Veteran political activists have said the tariff threat from Washington was the best political gift Lula could have hoped for, given that he could polarize the electorate with populist nationalism, blaming all of the resulting economic damage on the U.S. and on Bolsonaro. Lula donned a blue baseball cap with the words “Brazil is for Brazilians” in order to contrast with Brazilian conservative leaders who have worn the red “MAGA” hat of Trump’s movement, particularly São Paulo Gov. Tarcisio de Freitas (Republicanos), seen as Lula’s toughest competitor for the presidency in 2026.
Our take:
There are scores of theories about what may have triggered the ire that is evident in Trump’s letter this week, and they might each hold a nugget- or more- of truth. But there is one important factor that few observers are stressing in the wake of this conflict: Lula has not only neglected his relationship with the U.S. president; he has miscalculated its strategic importance.

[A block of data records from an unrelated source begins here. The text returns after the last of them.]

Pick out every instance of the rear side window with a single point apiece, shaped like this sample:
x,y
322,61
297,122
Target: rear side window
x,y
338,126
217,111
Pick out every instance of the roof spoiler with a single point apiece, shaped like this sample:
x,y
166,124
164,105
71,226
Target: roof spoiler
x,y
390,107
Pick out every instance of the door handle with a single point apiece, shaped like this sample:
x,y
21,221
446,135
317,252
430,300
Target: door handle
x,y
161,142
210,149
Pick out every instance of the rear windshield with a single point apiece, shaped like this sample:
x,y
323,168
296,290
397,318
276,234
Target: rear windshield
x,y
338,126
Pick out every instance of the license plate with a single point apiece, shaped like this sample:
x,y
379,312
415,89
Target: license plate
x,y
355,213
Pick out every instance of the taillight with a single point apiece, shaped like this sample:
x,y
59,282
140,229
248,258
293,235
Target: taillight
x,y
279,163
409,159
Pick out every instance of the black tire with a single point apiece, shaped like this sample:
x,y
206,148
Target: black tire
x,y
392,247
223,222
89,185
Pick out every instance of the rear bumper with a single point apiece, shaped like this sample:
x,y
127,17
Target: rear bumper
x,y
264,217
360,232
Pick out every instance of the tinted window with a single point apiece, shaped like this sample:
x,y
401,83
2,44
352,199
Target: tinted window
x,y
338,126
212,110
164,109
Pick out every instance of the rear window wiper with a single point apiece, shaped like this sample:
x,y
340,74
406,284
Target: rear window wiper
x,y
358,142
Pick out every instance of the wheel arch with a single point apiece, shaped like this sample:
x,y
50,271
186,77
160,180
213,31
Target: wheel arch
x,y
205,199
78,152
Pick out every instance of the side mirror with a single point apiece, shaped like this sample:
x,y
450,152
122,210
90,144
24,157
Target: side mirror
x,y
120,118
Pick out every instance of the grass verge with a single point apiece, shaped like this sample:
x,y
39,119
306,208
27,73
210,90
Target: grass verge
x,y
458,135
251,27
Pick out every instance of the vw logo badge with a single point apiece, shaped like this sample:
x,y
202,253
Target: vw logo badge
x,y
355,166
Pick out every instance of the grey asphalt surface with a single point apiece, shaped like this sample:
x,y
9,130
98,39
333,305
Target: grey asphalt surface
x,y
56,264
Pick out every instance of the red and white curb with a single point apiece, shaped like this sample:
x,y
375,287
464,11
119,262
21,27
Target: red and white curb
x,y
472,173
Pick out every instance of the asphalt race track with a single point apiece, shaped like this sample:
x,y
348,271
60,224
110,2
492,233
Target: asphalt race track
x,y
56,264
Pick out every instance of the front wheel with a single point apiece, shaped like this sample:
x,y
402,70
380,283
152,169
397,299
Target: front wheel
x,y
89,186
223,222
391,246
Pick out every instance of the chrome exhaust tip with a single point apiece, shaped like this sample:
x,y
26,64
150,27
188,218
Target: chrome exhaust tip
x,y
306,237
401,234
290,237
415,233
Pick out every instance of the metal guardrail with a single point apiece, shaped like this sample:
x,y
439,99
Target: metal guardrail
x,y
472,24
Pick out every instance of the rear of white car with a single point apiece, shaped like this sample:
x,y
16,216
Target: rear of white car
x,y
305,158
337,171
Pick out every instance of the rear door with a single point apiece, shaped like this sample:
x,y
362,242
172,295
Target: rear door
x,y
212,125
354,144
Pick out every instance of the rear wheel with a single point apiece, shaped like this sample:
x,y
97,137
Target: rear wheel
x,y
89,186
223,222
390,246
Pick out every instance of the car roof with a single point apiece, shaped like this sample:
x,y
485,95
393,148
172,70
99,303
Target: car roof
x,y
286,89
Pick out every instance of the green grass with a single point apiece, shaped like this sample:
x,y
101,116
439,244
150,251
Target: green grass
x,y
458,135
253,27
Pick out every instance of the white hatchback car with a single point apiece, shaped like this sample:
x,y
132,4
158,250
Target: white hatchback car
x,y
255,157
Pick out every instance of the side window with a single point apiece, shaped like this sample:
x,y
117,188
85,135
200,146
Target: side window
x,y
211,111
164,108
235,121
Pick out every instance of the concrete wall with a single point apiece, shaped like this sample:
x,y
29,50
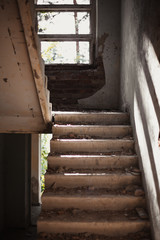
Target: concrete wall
x,y
15,199
140,91
1,183
109,49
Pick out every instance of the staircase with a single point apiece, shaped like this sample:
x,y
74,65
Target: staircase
x,y
93,183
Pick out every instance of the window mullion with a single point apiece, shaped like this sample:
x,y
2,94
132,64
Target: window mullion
x,y
65,37
62,8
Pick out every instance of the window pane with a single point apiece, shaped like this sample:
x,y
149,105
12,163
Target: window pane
x,y
63,2
83,19
63,22
65,52
84,52
56,23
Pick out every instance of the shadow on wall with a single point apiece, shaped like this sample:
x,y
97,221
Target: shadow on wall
x,y
147,101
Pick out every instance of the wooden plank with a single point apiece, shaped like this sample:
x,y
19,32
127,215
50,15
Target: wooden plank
x,y
35,58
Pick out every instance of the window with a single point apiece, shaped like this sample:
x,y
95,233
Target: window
x,y
66,31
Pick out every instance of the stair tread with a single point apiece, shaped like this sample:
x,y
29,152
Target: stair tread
x,y
92,155
88,195
90,126
72,236
91,140
76,215
93,173
89,112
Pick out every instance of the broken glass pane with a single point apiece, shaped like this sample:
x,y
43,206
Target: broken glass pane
x,y
63,2
65,52
63,22
56,23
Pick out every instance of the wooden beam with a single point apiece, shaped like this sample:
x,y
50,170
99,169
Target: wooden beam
x,y
35,58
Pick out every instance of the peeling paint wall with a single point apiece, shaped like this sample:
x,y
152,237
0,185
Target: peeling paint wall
x,y
19,104
109,49
140,91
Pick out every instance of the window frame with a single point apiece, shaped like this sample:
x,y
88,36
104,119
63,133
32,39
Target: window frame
x,y
91,8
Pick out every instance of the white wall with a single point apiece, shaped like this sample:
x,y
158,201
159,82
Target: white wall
x,y
140,88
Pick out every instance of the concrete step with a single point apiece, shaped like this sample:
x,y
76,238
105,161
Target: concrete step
x,y
92,161
99,118
97,180
52,201
96,223
90,145
91,131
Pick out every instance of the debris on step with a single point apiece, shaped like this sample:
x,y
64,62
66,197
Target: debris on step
x,y
139,192
142,213
62,213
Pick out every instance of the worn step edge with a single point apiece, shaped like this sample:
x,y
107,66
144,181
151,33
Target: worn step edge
x,y
109,228
92,130
103,181
92,117
106,202
89,145
89,161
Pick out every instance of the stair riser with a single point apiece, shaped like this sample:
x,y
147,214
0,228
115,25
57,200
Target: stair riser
x,y
98,181
83,146
97,203
106,228
92,162
91,131
93,118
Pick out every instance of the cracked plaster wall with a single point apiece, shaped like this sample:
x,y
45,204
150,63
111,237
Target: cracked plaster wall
x,y
140,88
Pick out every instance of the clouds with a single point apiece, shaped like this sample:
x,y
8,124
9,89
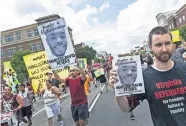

I have written several times here about Trump’s tariff threats against Mexico early in his term, and how President Claudia Sheinbaum understood that effectively engaging Trump at a strategic level was fundamental from the start. The famously chaotic process of threats and negotiations between the U.S. and Mexico this year became relatively predictable as Sheinbaum mastered the strategic communications play that underlines each of their movements. To date, both Trump and Sheinbaum have stressed their “good relationship” at every round of the bilateral engagement, even as they publicly trolled one another without ever getting under the skin.
Lula has been at best neglectful, and at worst antagonistic. In turn, he has feted American adversaries while - like at the BRICS Summit - repeatedly poking Trump and the U.S. in the eye. Even with a substantial list of disagreements that included Bolsonaro’s trial and the edicts of Justice de Moraes, a strategic engagement over the last seven months would have created a different field of play going into the round of tariff decisions that Trump has long said was coming. In retrospect, none of us should have been surprised at Monday’s letter.
If Lula and his leftist coalition decide instead to escalate the conflict with Trump for domestic political gain, they must understand what the warning at the end of Trump’s letter means: he will likely escalate further. If he goes this route, Lula will have to decide how much economic damage will be too much for the Brazilian voters next year. That’s not easy to game out right now.
Today’s news cycle ended with both presidents expressing a willingness to negotiate at some point. Brazil will want it to happen well before August 1, and the best outcome is a postponement of the 50% tariff pending further negotiations. That will likely take some heavy strategic engagement by Lula with the White House. What’s more, Lula needs to understand the difference between strategy and tactics.
My word of advice to Lula: call Claudia Sheinbaum and listen to her. I wrote last February about how Sheinbaum showed the rest of the region that the new American order is for strategists. It is not for impulsive short-term thinkers who only offer tactical responses. Sheinbaum has clashed repeatedly with Trump, but their relationship remains “very good” according to him and she has an astronomically high approval rating in Mexico. It wasn’t luck, and it wasn’t macumba. It was strategic engagement with Donald Trump and the United States that has delivered win-win outcomes, one after the other.